Se ci aggiungiamo che sono in arrivo tagli milionari al calcio voluti dal Coni per dare una mano agli altri sport (principio condivisibile, ma non se la motivazione è "non vincete una fava e allora vi tagliamo i fondi": in fondo senza gli introiti del pallone il tamburello o la pelota basca - che evidentemente ci danno enormi soddisfazioni in campo intergalattico - non esisterebbero) il quadro è completo. A questo punto proponiamo Ferrero come ambasciatore del calcio italiano in Asia ("Buongiorno a tutti voi mandorlati"), Lotito moderatore di eventuali tavoli della pace ("parlo solo con figure di livello pari al mio, dai vescovi in su"), De Laurentiis gran cerimoniere al sorteggio dei calendari ("è tutto un magna-magna!") e Agnelli-Moratti organizzatori della pizzata a Natale ("chiami tu in pizzeria per prenotare, prescritto?" "No chiama tu, retrocesso" "taci che hai il passaporto falso, infame" "vuoi una 4 stagioni sul campo?" "Preferisci una pizza da portare via nel giacartone visto che te ne intendi?") e così via.
Ultime (e rapidissime) che siamo stati già abbastanza noiosi.
Il Milan procede bene, certamente meglio del previsto, ma come ci siamo permessi di scrivere sette giorni fa, si è accesa la questione "quelli che son lì a far la muffa". I vari Mexes, Niang, Pazzini probabilmente a gennaio troveranno casa altrove, più complicate le questioni Torres e Diego Lopez. Il bomber deve aiutarsi da solo: con così tanta concorrenza e così poche partite a disposizione, o si mette a fare gol oppure rischia seriamente di uscire dal "cerchio magico" disegnato da mister Inzaghi. Il portiere, invece, avrà certamente la sua occasione, ma più che altro per questioni legate al contratto pluriennale e milionario siglato la scorsa estate. La sensazione è che Pippo andrebbe volentieri avanti con Abbiati, di sicuro è il caso di stabilire le gerarchie al più presto nell'unico ruolo dove "titolare e riserva" sono da sempre e saggiamente ben definiti.

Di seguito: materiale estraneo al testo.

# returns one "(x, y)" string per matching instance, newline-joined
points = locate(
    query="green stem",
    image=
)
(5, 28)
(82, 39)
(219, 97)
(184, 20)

In conclusione accogliamo con sommo gaudio Mia Hamm, ex fenomeno e super bomber del calcio femminile, ora nel Cda della Roma. Pare che Borriello una volta raggiunto dalla notizia abbia equivocato: "Riserva di Totti e Destro ok, ma di una signora no. Comunque dorme in stanza con me, sia chiaro".
Infine un caloroso abbraccio a due grandi protagonisti della domenica appena passata: il tennista Tommy Robredo e il suo gagliardissimo doppio dito medio e super Gattuso, rimasto a Creta per il troppo amore dei tifosi al grido di "Gattusi e greci una fazza una razza". Meraviglioso.

Ps. Solitamente il pateracchio termina con la "boiata finale" giusto per non farmi mancare niente, questa volta lasciatemi essere noioso e populista. Sabato si gioca Napoli-Roma, una partita di calcio con un retrogusto amaro per questioni che tutti quanti ben conoscono. Fate i bravi ragazzi, altrimenti lo ammazzate due volte.